Sunday, April 19, 2009

The 20 min shibboleth!

In our part of the world, people are carved in stone behind the idea that preaching should only go for 20m. How you expect to grow a congregation in maturity at that length of time is beyond me.

Now I realize that it is important to get to the point and be crisp with the message, but 20 min works if you are an itinerant preacher who does a gospel presentation each week, I don’t think it is so effective if you really do need to preach ‘the whole counsel of God’.

How can you plumb the depths of a decent passage of scripture, linking the message of this particular passage into the themes of the book and then into the wider Bible, picking up the Systematic theology themes, the ethical implications for the Christian life, and then the apologetic necessities for the Christian’s world view in the face of a secular and atheistic society, while making it engaging to listen to in 20m?

It would have to be at least 25m ;)

And for some reason this 20m marker is hard to shake, but when you know you need to chop the sermon, you always chop the illustrations and other ‘fluff’, which I think tends to make the whole thing a poorer experience for the listener and more like a lecture.
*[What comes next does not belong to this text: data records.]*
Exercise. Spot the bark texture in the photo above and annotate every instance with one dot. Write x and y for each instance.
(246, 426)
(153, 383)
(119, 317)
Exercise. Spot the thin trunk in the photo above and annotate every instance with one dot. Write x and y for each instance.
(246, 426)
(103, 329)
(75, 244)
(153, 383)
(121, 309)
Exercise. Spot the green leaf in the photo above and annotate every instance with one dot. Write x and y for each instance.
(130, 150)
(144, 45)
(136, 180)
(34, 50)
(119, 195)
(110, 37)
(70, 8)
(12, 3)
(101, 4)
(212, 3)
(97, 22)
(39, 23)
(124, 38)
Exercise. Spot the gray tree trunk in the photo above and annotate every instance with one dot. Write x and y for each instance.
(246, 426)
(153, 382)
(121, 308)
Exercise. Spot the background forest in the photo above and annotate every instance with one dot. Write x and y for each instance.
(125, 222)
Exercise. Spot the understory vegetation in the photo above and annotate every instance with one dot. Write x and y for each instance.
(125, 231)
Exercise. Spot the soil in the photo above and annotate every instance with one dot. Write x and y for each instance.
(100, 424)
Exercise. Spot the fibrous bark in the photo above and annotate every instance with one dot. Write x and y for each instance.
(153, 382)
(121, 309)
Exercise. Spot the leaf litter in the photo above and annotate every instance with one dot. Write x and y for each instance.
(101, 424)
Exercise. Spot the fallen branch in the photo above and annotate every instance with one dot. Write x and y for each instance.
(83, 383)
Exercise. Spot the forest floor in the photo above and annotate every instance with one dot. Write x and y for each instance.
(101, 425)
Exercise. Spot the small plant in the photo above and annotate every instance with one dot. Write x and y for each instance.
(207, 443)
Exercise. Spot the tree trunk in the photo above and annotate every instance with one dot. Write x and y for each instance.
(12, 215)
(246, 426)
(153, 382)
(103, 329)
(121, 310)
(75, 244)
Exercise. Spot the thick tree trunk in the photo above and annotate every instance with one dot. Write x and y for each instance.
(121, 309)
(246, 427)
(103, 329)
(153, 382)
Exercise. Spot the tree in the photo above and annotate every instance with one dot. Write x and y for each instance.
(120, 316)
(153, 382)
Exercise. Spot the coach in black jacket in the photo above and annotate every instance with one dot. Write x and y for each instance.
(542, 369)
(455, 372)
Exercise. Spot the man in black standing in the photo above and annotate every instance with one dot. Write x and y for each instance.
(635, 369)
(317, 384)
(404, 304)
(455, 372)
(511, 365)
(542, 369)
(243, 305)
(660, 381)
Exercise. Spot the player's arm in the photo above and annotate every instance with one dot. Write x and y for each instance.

The ‘faithful’ but uninspiring sermon.

As I mentioned before Einstein proved time was relative, 10secs on a hotplate was a lifetime!! I suspect the length of preaching is not the issue, but the quality of the preaching is.

Sure you don’t have to, nor really can you do, ALL the things listed above every week, but our preaching would be of a better quality if we did, even if it meant 40m and the notices, and one song had to get chopped, for the sake of being faithful with time for our people over the whole service.

The integrated and ethical Christian life of worship is going to need more than 20m a week to explain and encourage in engaging ways. I suspect the predictable 20m 3 point effort, while it may be faithful, reflects ultimately a lack of confidence in the act of communication that is preaching, and panders to a dumbing down of Christianity in both the hearers and the preachers as well.